Katie Arnup, executive director of Canadian Doctors for Medicare, said she was relieved the court fights had come to an end.
She said what Day and others sought was "striking at the heart of the foundations of publicly funded health care in Canada," particularly regarding access to care based on need, and not the ability to pay.
"From the very beginning, it was important to us to defend that principle. And I think that … at the end of the day that's what's won out."
Justice John Steeves said in the original B.C. Supreme Court ruling that while long waits for care might increase the risk to some patients, the provisions were justified by the overall objective of supporting a system where access to health care is based on need.
The Supreme Court of Canada does not release reasons why it chooses not to hear cases. In 2022, only seven per cent of cases that applied for an appeal were granted one.
Canadian Doctors for Medicare was an intervener in both previous court challenges.
Arnup said this was not the end of the fight to improve the health-care system.

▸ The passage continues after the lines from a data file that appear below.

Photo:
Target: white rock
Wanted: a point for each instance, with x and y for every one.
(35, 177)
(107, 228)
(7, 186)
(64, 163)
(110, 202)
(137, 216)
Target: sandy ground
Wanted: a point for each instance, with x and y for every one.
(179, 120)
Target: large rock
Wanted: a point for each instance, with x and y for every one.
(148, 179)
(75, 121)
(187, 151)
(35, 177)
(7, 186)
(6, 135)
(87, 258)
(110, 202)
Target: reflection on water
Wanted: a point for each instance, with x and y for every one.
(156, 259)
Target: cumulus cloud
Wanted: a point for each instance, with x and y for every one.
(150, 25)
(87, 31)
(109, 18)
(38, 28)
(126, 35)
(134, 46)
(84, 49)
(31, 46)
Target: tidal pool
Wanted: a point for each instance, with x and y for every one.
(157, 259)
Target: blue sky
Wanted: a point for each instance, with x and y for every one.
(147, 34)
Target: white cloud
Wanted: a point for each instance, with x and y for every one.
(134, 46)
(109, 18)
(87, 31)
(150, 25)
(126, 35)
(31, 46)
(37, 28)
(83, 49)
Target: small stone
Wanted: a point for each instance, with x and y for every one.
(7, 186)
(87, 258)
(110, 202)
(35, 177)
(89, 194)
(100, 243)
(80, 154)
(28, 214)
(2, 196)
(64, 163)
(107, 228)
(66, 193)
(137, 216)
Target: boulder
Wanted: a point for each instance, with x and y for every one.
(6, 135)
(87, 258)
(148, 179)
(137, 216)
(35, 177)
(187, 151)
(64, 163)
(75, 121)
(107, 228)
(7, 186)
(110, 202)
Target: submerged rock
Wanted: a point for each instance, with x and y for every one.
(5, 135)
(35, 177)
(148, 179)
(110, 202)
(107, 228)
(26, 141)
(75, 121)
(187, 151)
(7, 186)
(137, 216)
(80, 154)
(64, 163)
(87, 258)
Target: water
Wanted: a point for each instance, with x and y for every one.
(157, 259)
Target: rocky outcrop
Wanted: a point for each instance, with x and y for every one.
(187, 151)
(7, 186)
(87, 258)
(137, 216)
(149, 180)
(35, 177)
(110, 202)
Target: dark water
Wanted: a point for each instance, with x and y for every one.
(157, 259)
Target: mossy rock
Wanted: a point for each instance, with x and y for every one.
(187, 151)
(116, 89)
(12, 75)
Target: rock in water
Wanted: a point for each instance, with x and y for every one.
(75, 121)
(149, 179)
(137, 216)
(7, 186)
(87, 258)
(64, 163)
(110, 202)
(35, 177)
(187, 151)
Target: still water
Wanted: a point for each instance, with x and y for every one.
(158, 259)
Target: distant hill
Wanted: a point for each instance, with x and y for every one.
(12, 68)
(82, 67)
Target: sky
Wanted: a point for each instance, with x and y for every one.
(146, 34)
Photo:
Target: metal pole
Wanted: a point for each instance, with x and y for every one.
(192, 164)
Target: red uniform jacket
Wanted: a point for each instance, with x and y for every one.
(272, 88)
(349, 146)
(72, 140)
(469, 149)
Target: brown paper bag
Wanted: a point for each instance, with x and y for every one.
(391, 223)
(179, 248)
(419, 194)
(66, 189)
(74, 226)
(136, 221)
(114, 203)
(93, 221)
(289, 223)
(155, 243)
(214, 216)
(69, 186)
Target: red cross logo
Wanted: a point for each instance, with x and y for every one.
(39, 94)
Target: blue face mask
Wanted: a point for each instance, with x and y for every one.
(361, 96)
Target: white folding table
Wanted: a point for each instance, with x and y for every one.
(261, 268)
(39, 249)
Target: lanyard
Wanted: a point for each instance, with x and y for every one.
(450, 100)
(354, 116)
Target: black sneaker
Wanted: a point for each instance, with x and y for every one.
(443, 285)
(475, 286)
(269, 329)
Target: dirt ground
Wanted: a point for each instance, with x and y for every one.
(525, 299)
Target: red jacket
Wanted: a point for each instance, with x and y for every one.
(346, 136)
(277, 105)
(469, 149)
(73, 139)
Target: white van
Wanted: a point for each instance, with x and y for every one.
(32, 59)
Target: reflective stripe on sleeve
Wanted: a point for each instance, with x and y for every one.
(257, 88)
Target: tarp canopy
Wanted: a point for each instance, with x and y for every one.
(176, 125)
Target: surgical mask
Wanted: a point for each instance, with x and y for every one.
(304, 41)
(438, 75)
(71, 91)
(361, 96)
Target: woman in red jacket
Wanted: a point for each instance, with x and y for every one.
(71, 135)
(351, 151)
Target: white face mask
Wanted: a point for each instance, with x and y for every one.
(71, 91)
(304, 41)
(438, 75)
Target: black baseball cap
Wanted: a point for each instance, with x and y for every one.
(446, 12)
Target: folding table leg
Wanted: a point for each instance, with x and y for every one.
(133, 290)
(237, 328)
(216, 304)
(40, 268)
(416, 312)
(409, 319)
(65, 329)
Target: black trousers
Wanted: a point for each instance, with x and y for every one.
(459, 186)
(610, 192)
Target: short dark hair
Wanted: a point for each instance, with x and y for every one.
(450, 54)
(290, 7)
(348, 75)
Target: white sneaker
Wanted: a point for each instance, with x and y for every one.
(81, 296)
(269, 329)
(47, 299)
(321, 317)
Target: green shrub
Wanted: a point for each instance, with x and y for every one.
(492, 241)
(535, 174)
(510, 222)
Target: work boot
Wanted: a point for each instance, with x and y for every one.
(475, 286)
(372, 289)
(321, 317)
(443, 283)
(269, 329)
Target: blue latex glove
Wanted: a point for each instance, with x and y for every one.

"It just means that this one legal battle is over and we can get back to focusing on innovations within the public system that will improve access to care for everyone," she said.
B.C. Health Minister Adrian Dix said at an unrelated press conference Thursday that the decision by the Supreme Court of Canada puts an end to the matter.
"I just want to say it is an exceptional victory for public health care in B.C., for the people of B.C., for the Medicare Protection Act, for our public health-care system," he said.
"It supports public health care, and has us do what we need to do, which to provide continually better service under the public health-care system. And that's exactly what we're going to do."
In an earlier statement, Dix said the province is moving to cut wait times, despite the upheavals caused by the COVID-19 pandemic, and 99 per cent of patients whose services were postponed during the pandemic have since had their procedures.
The statement said B.C. now ranks "first nationally for the percentage of patients meeting clinical benchmarks for cataract surgeries and second for both hip and knee replacements."